Sunghir burial
Detail of one of the burials from Sunghir, in Russia. The new study sequenced the genomes of individuals from the site and discovered that they were, at most, second cousins, indicating that they had developed sexual partnerships beyond their immediate social and family group. Wikipedia Commons

Prehistoric humans appear to have recognised the dangers of inbreeding at least 34,000 years ago and developed surprisingly complex social and mating networks to avoid it, according to new research.

The study, published in the journal Science, analysed genetic information from the remains of anatomically modern humans who lived during a period when the first people from Africa settled in western Eurasia.

Their findings suggest that people deliberately searched for partners beyond their immediate family and were likely connected to a wide network of groups from which mates were chosen. This behaviour means the avoidance of inbreeding emerged at a surprisingly early stage in prehistory.

The researchers found complex and symbolic objects buried with the remains of these early humans suggesting that there were rituals, rules and ceremonies involved with the exchange of mates between groups. These could be interpreted as the precursor to modern marriage ceremonies and are similar to traditions still practised today by hunter-gatherer communities in many parts of the world.

There is a possibility, according to the authors of the study, that the early development of these complex mating systems could in part explain why humans thrived and Neanderthals did not. However, more evidence is needed to prove this hypothesis.

For the study, researchers from the University of Cambridge and the University of Copenhagen sequenced the genomes from the remains of four people from Sunghir, a famous Upper Paleolithic site in Russia, thought to have been inhabited around 34,000 years ago.

The remains at Sunghir are valuable sources of information because unusually for human fossils from this period, the people there appear to have lived at the same time and were buried together. However, the researchers were surprised to discover that they were not closely related in genetic terms; it's possible that at most they were second cousins.

"I think many researchers had assumed that the people of Sunghir were very closely related, especially the two youngsters from the same grave," said Professor Eske Willerslev, a senior author on the study.

Earliest Homo sapiens
A composite image of the earliest Homo sapiens skull found to date.
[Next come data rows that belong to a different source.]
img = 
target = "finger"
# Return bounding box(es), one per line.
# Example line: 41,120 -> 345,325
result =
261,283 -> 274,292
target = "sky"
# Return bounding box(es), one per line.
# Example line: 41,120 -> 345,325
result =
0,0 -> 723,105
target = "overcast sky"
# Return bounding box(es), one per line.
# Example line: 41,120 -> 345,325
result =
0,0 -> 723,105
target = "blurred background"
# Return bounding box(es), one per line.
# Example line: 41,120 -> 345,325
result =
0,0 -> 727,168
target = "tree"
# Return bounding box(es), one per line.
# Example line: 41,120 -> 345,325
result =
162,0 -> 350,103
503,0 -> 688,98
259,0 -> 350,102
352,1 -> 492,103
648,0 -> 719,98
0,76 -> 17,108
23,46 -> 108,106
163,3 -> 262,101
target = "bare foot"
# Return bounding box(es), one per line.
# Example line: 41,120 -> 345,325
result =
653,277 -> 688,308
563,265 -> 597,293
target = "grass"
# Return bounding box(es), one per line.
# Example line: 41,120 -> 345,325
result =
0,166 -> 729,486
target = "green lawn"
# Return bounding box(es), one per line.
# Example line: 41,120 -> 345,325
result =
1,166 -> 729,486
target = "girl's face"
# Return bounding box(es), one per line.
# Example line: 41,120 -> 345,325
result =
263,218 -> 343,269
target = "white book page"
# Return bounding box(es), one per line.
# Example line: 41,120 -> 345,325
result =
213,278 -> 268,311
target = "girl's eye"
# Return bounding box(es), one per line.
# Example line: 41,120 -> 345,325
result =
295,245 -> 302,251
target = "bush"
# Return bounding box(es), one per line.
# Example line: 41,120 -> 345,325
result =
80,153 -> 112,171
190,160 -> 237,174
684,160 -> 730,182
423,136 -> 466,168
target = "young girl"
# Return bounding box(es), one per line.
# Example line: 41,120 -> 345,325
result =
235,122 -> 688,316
Philipp Gunz, MPI EVA Leipzig

"What this means is that even people in the Upper Palaeolithic, who were living in tiny groups, understood the importance of avoiding inbreeding. The data that we have suggest that it was being purposely avoided. They must have developed a system for this purpose. If small hunter-gatherer bands were mixing at random, we would see much greater evidence of inbreeding than we have here."

Early humans and other hominins such as Neanderthals appear to have lived in small family units, but these small populations made inbreeding common. However, this ceased to be the case in modern humans at some point in history, although it is unclear when.

"Small family bands are likely to have interconnected with larger networks, facilitating the exchange of people between groups in order to maintain diversity," said Professor Martin Sikora, from University of Copenhagen.

The people from Sunghir may have belonged to networks similar to those found in modern day hunter-gatherer cultures, such as some indigenous Australian and Native American societies. These people tend to live in fairly small groups of around 25 people while still being connected to a wider community of closer to 200, within which people can form partnerships.

"Most non-human primate societies are organised around single-sex kin where one of the sexes remains resident and the other migrates to another group, minimising inbreeding," said Professor Marta Mirazón Lahr, from the University of Cambridge.

"At some point, early human societies changed their mating system into one in which a large number of the individuals that form small hunter-gatherer units are non-kin. The results from Sunghir show that Upper Palaeolithic human groups could use sophisticated cultural systems to sustain very small group sizes by embedding them in a wide social network of other groups."